Cinta hanya punya satu akun media sosial dia hanya membuatnya saat baru masuk kuliah. Saat SMA, hampir semua temannya tertawa atau tidak percaya saat Cinta mengatakan kalau dia tidak punya akun di media sosial apapun, mereka juga akan mentertawakan kenyataan kalau Cinta juga tidak memiliki ponsel. Cinta memang terlalu sibuk, di pagi hari dia sekolah, sambil sesekali membantu Ibunya untuk berjualan kue-kue kecil, sore harinya Cinta belajar lagi sambil membantu Ibu berjualan di toko kecil milik mereka di depan rumah. Kadang Cinta ikut membantu membuat kue juga sambil mengajari adik satu-satunya belajar. Mereka hanya punya satu buah ponsel, milik kakak pertamanya, kadang Cinta meminjam ponsel itu untuk membalas pesan atau menghubungi teman sekolahnya bila ada sesuatu yang mendesak. Ponsel adalah barang mahal bagi keluarga Cinta, apalagi membuat akun media sosial, Cinta tidak pernah mengerti apa itu.
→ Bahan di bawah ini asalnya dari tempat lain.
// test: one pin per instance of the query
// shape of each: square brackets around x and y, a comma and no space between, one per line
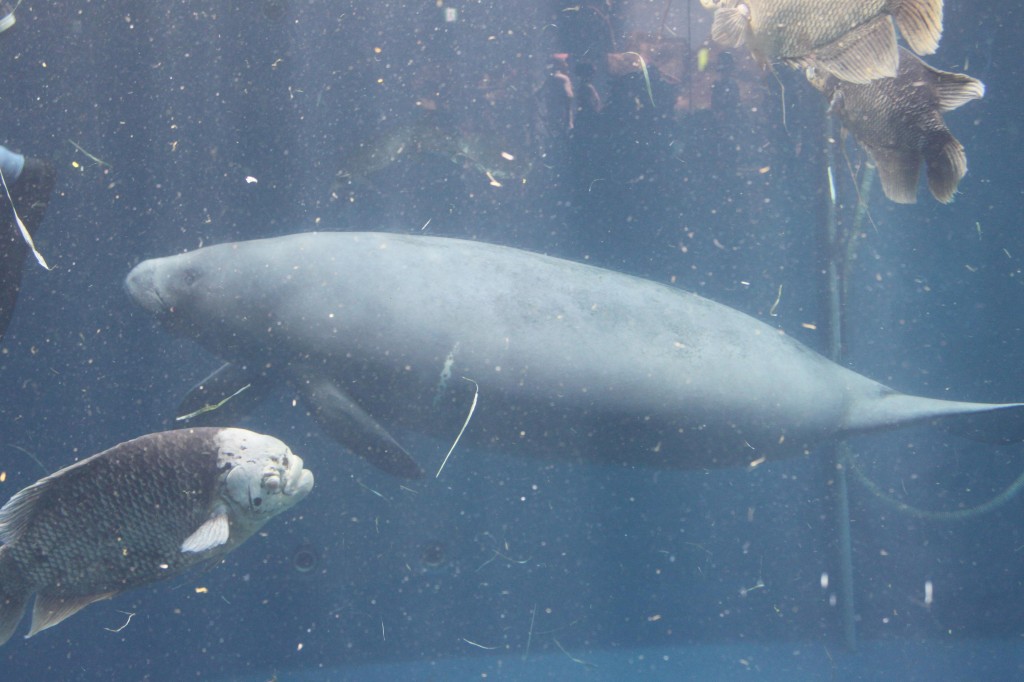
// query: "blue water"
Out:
[518,568]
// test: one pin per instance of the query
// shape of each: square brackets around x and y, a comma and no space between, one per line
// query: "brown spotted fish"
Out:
[854,40]
[898,121]
[139,512]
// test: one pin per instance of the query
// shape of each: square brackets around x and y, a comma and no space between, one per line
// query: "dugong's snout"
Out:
[141,286]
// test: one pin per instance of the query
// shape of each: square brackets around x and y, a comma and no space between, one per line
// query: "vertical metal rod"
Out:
[834,273]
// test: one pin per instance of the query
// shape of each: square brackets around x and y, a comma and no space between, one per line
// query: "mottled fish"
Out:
[139,512]
[853,40]
[898,121]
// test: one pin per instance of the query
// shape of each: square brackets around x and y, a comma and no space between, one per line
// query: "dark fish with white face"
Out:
[137,513]
[853,40]
[899,122]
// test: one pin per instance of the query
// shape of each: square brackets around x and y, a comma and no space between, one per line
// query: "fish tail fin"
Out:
[899,171]
[730,25]
[952,90]
[13,598]
[920,22]
[946,165]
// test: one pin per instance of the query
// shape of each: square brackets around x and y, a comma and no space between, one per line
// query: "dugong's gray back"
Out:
[383,333]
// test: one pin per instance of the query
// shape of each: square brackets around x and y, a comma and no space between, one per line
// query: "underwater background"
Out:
[210,122]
Saat pertama masuk kuliah dan berhasil mendapatkan beasiswa, Kakak pertamanya memberi Cinta hadiah sebuah smartphone, menurut Kakaknya, Cinta akan pergi merantau ke Kota besar, dia perlu alat komunikasi yang baik. Belum lagi beberapa tugas kadang perlu dikerjakan melalui ponsel, menurut Kakak pertamanya. Senior Cinta meminta semua mahasiswa baru untuk membuat akun di media sosial yang sudah mereka tentukan. Cinta terpaksa menurut saja. Selama hampir 3 tahun Cinta kuliah, akun itu dia tinggalkan begitu saja. Cinta terlalu sibuk kuliah sambil bekerja. Setelah selesai bekerja, Cinta langsung tidur atau mengerjakan tugas kuliahnya, jangankan mengecek akun media sosialnya, makan malamnya saja kadang terlewat, tidak heran badan Cinta kurus dan kecil. Beruntung dia masih dianugerahi wajah yang terbilang lumayan.
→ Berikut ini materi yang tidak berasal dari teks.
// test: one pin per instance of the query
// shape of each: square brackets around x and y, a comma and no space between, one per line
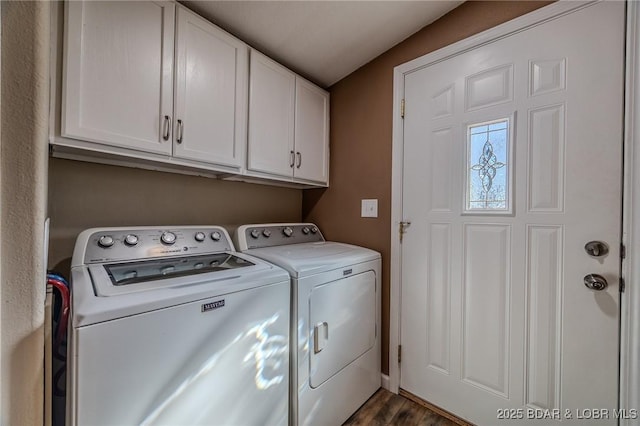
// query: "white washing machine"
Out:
[335,318]
[171,326]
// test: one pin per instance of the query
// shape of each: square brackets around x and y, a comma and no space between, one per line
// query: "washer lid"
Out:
[302,260]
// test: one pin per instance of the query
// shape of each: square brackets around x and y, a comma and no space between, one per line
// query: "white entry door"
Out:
[512,163]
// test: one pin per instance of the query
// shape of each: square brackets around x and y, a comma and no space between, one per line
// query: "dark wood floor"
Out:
[386,408]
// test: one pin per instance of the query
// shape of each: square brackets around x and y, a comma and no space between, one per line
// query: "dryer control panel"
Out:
[276,234]
[114,244]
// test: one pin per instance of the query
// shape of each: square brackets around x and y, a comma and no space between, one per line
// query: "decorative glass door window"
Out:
[488,167]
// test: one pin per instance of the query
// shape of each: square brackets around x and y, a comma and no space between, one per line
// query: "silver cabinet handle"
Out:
[180,130]
[166,128]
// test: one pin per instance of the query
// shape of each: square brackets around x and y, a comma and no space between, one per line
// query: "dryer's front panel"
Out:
[342,317]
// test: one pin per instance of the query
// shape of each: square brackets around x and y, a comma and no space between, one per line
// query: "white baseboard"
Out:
[385,382]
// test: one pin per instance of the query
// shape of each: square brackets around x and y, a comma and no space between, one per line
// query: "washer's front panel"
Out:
[222,360]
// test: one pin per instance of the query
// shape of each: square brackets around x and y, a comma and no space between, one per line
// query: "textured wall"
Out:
[86,195]
[23,170]
[361,127]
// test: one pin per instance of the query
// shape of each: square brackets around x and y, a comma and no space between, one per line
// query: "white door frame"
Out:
[630,303]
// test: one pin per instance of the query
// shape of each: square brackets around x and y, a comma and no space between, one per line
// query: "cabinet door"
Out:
[211,93]
[271,109]
[119,73]
[311,132]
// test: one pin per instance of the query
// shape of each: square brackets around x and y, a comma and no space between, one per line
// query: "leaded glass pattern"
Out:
[488,166]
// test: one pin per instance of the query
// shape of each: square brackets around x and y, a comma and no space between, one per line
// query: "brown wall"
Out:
[361,127]
[85,195]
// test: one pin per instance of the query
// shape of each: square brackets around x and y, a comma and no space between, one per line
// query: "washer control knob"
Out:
[105,241]
[131,240]
[168,237]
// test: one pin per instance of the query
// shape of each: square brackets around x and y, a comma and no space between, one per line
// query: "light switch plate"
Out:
[369,208]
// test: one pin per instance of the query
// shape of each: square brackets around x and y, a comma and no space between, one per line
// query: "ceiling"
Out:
[322,40]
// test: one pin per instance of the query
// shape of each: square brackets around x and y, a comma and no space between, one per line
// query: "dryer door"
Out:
[342,322]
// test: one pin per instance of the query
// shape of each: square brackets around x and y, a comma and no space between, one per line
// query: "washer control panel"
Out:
[278,234]
[114,244]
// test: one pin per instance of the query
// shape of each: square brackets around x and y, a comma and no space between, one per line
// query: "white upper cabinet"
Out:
[288,124]
[311,132]
[118,77]
[151,84]
[271,117]
[210,93]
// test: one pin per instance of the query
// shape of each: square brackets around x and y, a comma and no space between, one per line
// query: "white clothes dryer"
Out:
[171,326]
[335,318]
Selama 22 tahun Cinta hidup, dia belum pernah merasakan satupun manfaat dari media sosial. Tapi hari ini, Cinta baru mengetahuinya kalau hanya dari sebuah media sosial saja, seseorang bisa terkenal dalam satu malam. Saat dia berjalan memasuki kampusnya, hampir semua orang menyadari kehadirannya, mereka menyapa dengan wajah ramah. Sungguh aneh, batin Cinta. Dia hanyalah mahasiswi miskin, penerima beasiswa yang selalu tidak diacuhkan. Kalau pun ada yang mengindahkan kehadirannya, paling-paling hanya karena mereka ingin melihat tugas kuliah yang memang biasanya sudah Cinta selesaikan dengan cepat. Walaupun dia termasuk dalam jajaran mahasiswa pintar, tetap saja kehadiran Cinta tidak diindahkan. Filda adalah satu-satunya orang yang paling tulus. Berteman tanpa mengharapkan apapun. Cinta baru menyadarinya sekarang.
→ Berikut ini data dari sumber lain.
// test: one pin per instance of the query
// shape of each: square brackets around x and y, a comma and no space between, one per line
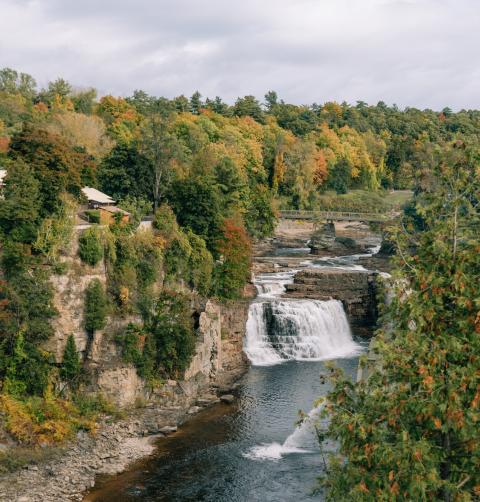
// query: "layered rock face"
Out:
[234,316]
[218,350]
[355,289]
[324,239]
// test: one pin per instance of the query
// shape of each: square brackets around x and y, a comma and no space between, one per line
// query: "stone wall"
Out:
[356,290]
[69,300]
[208,351]
[234,320]
[219,346]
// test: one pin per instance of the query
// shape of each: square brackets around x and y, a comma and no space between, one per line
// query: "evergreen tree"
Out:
[71,365]
[411,430]
[96,306]
[196,103]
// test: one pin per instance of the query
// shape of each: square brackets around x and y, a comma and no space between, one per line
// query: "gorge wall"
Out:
[355,289]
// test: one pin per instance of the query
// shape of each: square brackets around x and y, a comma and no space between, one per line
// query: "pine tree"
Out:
[71,365]
[96,306]
[411,430]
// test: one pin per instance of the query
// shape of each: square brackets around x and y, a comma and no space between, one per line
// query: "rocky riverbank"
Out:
[116,444]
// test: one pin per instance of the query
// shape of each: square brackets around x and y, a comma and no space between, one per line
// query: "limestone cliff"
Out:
[219,339]
[356,289]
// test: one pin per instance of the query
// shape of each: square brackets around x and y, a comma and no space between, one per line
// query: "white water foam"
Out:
[300,330]
[273,285]
[302,440]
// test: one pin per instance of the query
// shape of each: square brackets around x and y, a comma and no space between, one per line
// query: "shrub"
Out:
[200,264]
[42,420]
[90,246]
[173,336]
[96,306]
[165,222]
[93,215]
[138,348]
[233,271]
[71,365]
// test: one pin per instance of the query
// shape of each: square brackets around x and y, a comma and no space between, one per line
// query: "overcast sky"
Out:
[422,53]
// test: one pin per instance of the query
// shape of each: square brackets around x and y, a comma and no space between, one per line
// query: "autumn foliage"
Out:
[411,430]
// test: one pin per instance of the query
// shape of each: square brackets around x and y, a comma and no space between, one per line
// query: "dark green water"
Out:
[219,455]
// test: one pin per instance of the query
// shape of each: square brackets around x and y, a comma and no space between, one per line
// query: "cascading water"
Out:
[301,330]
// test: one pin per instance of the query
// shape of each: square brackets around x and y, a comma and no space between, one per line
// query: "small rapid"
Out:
[281,329]
[300,330]
[302,440]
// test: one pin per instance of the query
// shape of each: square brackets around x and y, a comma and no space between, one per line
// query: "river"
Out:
[253,450]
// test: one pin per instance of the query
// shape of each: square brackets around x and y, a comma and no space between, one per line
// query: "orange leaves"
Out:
[4,143]
[477,323]
[428,382]
[363,487]
[476,400]
[321,168]
[395,488]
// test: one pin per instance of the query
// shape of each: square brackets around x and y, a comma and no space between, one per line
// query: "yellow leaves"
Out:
[363,487]
[477,323]
[395,488]
[476,399]
[41,420]
[124,295]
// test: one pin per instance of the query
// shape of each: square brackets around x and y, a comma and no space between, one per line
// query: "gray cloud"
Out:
[420,53]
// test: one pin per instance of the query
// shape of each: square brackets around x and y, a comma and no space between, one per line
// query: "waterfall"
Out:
[302,440]
[301,330]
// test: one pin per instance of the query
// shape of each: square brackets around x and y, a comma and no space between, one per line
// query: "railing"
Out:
[336,216]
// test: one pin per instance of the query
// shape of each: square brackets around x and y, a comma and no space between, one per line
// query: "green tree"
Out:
[171,327]
[96,307]
[196,103]
[125,172]
[84,101]
[71,364]
[163,151]
[54,163]
[249,106]
[196,204]
[20,207]
[410,431]
[233,270]
[200,264]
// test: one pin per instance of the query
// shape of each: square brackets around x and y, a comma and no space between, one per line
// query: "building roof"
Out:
[114,209]
[94,195]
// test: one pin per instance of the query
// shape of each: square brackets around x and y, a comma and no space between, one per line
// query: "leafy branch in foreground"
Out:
[411,430]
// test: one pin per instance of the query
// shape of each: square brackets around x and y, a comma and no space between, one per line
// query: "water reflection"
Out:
[207,460]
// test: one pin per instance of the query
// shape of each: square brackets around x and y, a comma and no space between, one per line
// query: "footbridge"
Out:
[338,216]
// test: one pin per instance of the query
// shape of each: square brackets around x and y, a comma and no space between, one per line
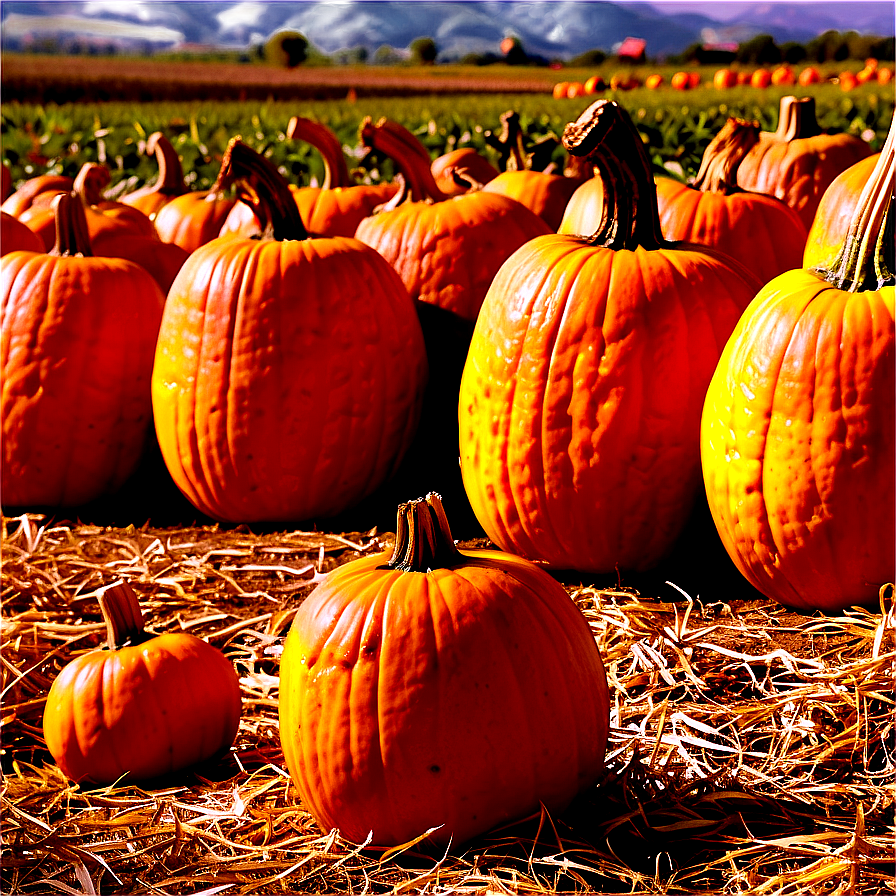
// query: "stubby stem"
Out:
[72,235]
[423,539]
[866,260]
[723,155]
[409,154]
[120,607]
[327,144]
[606,136]
[261,186]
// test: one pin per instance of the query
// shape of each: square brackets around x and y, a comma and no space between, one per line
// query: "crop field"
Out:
[751,746]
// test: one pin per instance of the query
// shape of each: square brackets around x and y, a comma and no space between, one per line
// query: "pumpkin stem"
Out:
[423,539]
[606,136]
[723,155]
[796,119]
[121,611]
[170,181]
[866,261]
[261,186]
[91,180]
[72,235]
[327,144]
[409,154]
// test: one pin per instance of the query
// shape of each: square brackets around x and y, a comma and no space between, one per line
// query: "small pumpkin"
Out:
[580,400]
[289,370]
[147,705]
[438,690]
[798,431]
[78,336]
[797,162]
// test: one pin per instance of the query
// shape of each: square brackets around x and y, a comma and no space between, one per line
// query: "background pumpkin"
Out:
[439,689]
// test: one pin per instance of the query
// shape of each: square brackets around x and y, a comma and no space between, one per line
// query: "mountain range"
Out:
[549,28]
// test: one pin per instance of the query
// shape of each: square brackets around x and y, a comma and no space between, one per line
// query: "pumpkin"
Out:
[759,231]
[831,222]
[15,235]
[798,429]
[78,336]
[438,690]
[580,400]
[289,370]
[525,178]
[170,182]
[797,162]
[446,249]
[147,705]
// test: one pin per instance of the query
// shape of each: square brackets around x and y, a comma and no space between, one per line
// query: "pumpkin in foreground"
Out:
[147,705]
[439,690]
[798,428]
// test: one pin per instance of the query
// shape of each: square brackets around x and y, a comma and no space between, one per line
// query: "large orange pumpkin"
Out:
[760,231]
[289,370]
[797,162]
[146,706]
[799,434]
[446,249]
[581,396]
[439,690]
[78,336]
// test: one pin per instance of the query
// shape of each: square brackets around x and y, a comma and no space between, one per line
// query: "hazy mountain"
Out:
[553,28]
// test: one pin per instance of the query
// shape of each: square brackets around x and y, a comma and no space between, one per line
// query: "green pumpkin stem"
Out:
[866,261]
[72,235]
[261,186]
[327,144]
[606,136]
[423,539]
[121,611]
[723,155]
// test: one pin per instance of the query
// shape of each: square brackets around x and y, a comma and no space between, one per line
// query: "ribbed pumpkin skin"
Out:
[459,697]
[78,337]
[757,230]
[448,252]
[580,399]
[797,443]
[288,377]
[148,709]
[831,222]
[798,172]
"Cinta!" panggil Revita. Cinta berhenti berjalan, menatap dengan tidak percaya gadis didepannya menyapa dengan manisnya. Dia sedikit linglung.
"Ya?" balas Cinta, menatap dengan wajah bingung.
Bagi Cinta, Revita adalah orang terakhir yang akan menyapanya, orang lain mungkin, tapi Revita lain pasal, itu hal yang langka. Gadis itu begitu tinggi hati dan mengistimewakan dirinya. Dia hanya akan menyapa orang-orang tertentu yang dia rasa pantas untuk dirinya sapa. Cinta bila dibandingkan seorang Revita hanya seperti daun kering yang jatuh dan berguguran di atas tanah, tersapu kesana-kemari oleh hembusan angin, tidak akan diingat oleh siapapun. Sementara gadis itu seperti bunga musim semi yang sedang mekar-mekarnya, dikelilingi oleh banyak kumbang yang tertarik dengan cantiknya. Begitu cantik, begitu indah dan begitu anggun. Wajah cantik itu kini menyapanya dengan lambaian tangan hangat, seolah-olah mereka teman akrab selama bertahun-tahun. Bahkan sekalipun dalam mimpi, Cinta tidak pernah menduga Revita akan menyapa dirinya.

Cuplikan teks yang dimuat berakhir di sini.